How much Halloween candy?

Nearly half of the added sugar in the American diet comes from sugary drinks. Added sugars come from baked goods, candy, cereals, desserts, and dairy products. It is recommended, by the American Heart Association (AHA), that sugar is limited to 6 teaspoons or 25 grams per day for children over two. A fun-sized candy bar, like Snickers, has about 2 teaspoons of sugar. That is one-third of a child’s total daily recommended intake. The AHA reports that children consume three times the recommended amount each day. Halloween, many children’s favorite day of the year, is a day that worsens the sugar statistics, which are already alarming.

What is the harm of candy?

One study published by the AHA found that high-added sugar diets are strongly linked to obesity, insulin resistance, weight gain, abnormal cholesterol, and fatty liver disease in children. These all increase the risk for type 2 diabetes and cardiovascular disease later in life.
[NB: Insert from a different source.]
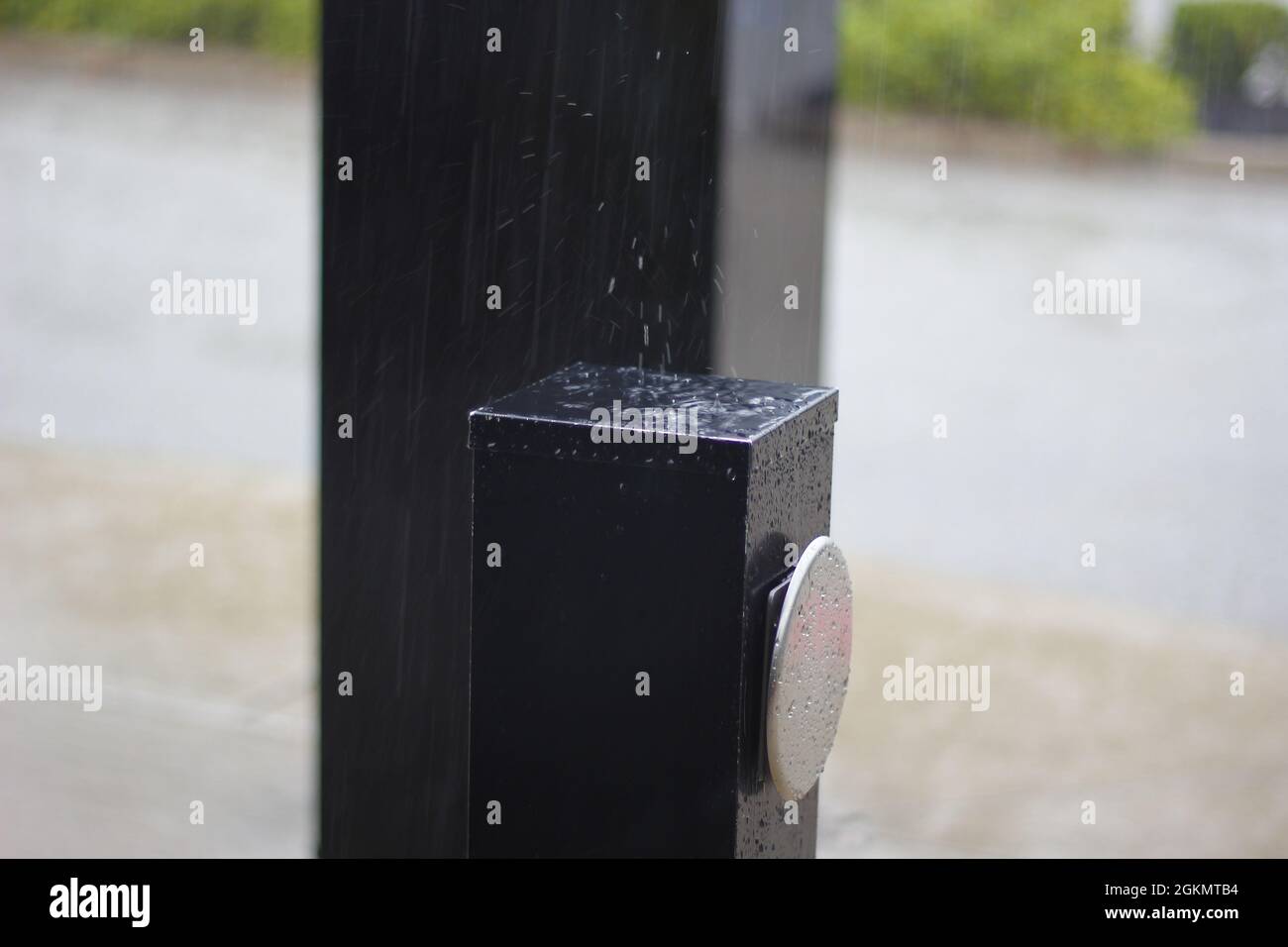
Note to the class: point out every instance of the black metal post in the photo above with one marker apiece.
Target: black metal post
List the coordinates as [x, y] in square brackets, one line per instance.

Too much Halloween candy - now what?

Set a limit to how much candy your child can eat instead of confiscating the whole bag. For example, have them pick 25 of their favorite pieces and add that to their lunch every day. You may ask, “What am I supposed to do with all the extra candy?” Well, many communities have places to donate the extra sweets. Dentists and pediatricians often have candy buy-back incentives. For example, if the candy is donated to a dentist’s office, they may give out prizes or money for every pound turned in. The office may donate the candy to a charitable organization.

Food allergies

Around Halloween, sugar is not the only villain. Food allergies in children are more prominent than ever and can be a nightmare for parents. The Food and Allergy Research and Education organization (FARE) estimates that 5.9 million children have at least one food allergy. That translates into one in every 13 children having a food allergy. Many food allergies are life-threatening; any candy with a possible allergen is unsafe to come into contact with.

The Teal Pumpkin Project

The Food and Allergy Research and Education organization has started a program known as The Teal Pumpkin Project to bring awareness to food allergies, so all children have the opportunity to enjoy Halloween. Putting a teal pumpkin outside your house symbolizes a house that offers non-food treats. Passing out non-food treats is an excellent option because even children with no food allergies enjoy it! Some ideas include novelty toys, glow sticks, Halloween-themed pencils, erasers, or costume jewelry. You can register your house at tealpumpkinprojec.org to let your neighbors know your house is allergy friendly this year. Do not forget to add a teal pumpkin to your porch too!

Healthier treats

Consider creative ways to turn up the fun and dial down the sugar! Maybe you want to promote nutrient-dense snack choices. Consider passing out applesauce “monster” cups adorned with googly eyes. Offer clementine oranges decorated like Jack O’ Lanterns. If you don’t have time to decorate, your local stores have lots of alternatives. Bags of trail mix, boxes of raisins, and bags of pumpkin-shaped pretzels are all healthier pre-packaged options dressed for the occasion.

Keep these tips in mind to help ensure children have a healthy Halloween!

(Sources: calorieking.com; extension.msu.edu; foodallergy.org; heart.org)

The University of Wyoming and the United States Department of Agriculture cooperate.